Problem 2 - Eulerian cycle Show that any graph where the degree of every vertex is even has an Eulerian cycle. Show that if there are exactly two vertices a and b of odd degree, there is an Eulerian path from a to b. Show that if there are more than two vertices of odd degree, it is impossible to construct an Eulerian path.
Eulerian cycle Proof Proof: One way to prove this is by induction on the number of vertices. We will first solve the problem in the case that there are two vertices of odd degree. (If all vertices have even degree, temporarily remove some edge in the graph between vertices a and b and then a and b will have odd degree. Find the path from a to b which we will show how to do below, and then follow the removed edge from b back to a to make a cycle.)
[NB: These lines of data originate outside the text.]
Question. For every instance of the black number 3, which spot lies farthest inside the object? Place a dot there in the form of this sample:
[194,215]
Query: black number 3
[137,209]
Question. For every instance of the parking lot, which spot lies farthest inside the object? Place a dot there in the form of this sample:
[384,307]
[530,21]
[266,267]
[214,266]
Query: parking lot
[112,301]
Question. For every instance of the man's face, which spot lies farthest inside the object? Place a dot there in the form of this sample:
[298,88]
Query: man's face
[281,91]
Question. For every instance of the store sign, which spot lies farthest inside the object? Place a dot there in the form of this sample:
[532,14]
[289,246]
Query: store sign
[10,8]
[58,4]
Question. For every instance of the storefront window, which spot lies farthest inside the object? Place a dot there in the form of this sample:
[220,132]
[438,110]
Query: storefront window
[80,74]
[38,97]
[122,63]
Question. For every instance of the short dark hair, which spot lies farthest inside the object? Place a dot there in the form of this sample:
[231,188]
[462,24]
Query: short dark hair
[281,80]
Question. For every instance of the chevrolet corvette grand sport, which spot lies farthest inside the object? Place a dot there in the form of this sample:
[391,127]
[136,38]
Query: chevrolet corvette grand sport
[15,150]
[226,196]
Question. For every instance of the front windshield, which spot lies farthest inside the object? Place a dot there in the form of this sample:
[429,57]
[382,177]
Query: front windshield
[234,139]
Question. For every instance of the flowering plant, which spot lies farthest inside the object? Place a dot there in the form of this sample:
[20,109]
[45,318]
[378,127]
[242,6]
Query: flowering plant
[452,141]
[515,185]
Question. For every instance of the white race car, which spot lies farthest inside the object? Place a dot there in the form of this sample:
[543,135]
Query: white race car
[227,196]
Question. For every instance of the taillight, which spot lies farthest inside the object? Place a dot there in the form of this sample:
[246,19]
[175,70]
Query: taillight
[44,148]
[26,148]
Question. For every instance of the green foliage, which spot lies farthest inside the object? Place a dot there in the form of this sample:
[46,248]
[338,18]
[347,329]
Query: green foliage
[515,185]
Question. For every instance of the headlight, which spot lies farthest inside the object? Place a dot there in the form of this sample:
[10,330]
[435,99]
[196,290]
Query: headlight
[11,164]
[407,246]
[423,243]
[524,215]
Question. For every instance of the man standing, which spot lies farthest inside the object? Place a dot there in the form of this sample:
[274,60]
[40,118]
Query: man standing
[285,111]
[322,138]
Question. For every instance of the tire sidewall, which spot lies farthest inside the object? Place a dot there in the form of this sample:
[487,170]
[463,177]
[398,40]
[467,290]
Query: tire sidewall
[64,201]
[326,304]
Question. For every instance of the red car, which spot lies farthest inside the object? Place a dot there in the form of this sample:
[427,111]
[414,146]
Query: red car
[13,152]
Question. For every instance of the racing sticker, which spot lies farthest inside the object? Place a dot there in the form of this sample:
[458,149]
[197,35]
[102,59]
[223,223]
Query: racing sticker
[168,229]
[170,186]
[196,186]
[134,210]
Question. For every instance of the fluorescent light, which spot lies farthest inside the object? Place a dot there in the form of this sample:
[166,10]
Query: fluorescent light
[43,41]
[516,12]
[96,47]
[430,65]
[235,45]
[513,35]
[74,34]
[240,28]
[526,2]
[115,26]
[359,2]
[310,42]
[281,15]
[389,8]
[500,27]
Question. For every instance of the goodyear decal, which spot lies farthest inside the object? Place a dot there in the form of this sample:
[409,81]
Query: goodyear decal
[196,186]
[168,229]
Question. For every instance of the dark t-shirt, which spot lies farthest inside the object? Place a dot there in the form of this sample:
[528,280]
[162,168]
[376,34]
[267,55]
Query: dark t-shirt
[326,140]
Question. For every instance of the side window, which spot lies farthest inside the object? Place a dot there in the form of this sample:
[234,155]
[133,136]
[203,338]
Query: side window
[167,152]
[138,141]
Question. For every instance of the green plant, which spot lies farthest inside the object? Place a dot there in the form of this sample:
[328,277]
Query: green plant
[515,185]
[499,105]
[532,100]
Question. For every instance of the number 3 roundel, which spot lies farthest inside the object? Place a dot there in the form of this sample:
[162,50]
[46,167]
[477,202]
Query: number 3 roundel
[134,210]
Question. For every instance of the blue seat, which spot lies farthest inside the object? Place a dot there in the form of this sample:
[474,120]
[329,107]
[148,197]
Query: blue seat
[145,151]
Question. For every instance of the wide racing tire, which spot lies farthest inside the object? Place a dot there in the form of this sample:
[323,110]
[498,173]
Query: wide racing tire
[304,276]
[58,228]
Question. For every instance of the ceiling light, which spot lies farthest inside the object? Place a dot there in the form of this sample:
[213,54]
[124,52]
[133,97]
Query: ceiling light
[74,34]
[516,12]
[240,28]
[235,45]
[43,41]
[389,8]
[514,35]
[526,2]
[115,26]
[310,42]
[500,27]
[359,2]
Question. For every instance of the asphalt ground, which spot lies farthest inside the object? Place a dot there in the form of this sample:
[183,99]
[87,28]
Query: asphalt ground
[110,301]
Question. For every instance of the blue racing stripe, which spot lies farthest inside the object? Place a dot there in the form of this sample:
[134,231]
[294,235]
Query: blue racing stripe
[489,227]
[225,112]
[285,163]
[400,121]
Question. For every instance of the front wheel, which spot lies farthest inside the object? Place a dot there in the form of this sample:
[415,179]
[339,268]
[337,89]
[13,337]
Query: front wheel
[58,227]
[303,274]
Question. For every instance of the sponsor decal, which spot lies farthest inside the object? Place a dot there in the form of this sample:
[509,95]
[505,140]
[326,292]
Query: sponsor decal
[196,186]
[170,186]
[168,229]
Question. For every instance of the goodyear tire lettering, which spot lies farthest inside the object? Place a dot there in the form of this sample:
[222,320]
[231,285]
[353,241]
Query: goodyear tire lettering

Eulerian cycle Proof Suppose the odd-degree vertices are a and b. Begin at a and follow edges from one vertex to the next, crossing off edges so that you won’t use them again until you arrive at vertex b and you have used all the vertices into b. Why is it certain that you will eventually arrive at b? Well, suppose that you don’t. How could this happen? After you leave a, if you arrive at a vertex that is not b, there were, before you arrived, an even number of unused edges leading into it. That means that when you arrive, there is guaranteed to be an unused path away from that vertex, so you can continue your route. After entering and leaving a vertex, you reduce the number of edges by 2, so the vertex remains one with an even number (possibly zero) of unused paths. So if you have not yet arrived at vertex b, you can never get stuck at any other vertex, since there’s always a way out. Since the graph is finite, you cannot continue forever, so eventually you will have to arrive at vertex b. (And it has to be possible to get to vertex b since the graph is connected.)
Eulerian cycle Proof Note that a similar argument can be used to show that you can wait until you have used all the edges connecting to b. If b has more than one edge, leave each time you arrive until you get stuck at b. Now you have a path something like this: (a, a1, a2, . . . , an, b) leading from a to b. If all the edges are used in this path, you are done. If not, imagine that you have erased all the edges that you used. What remains will be a number of components of the graph (perhaps only one) where all the members of each component have even degree. Since b will not be in any of the components, all of them must have fewer vertices than the original graph.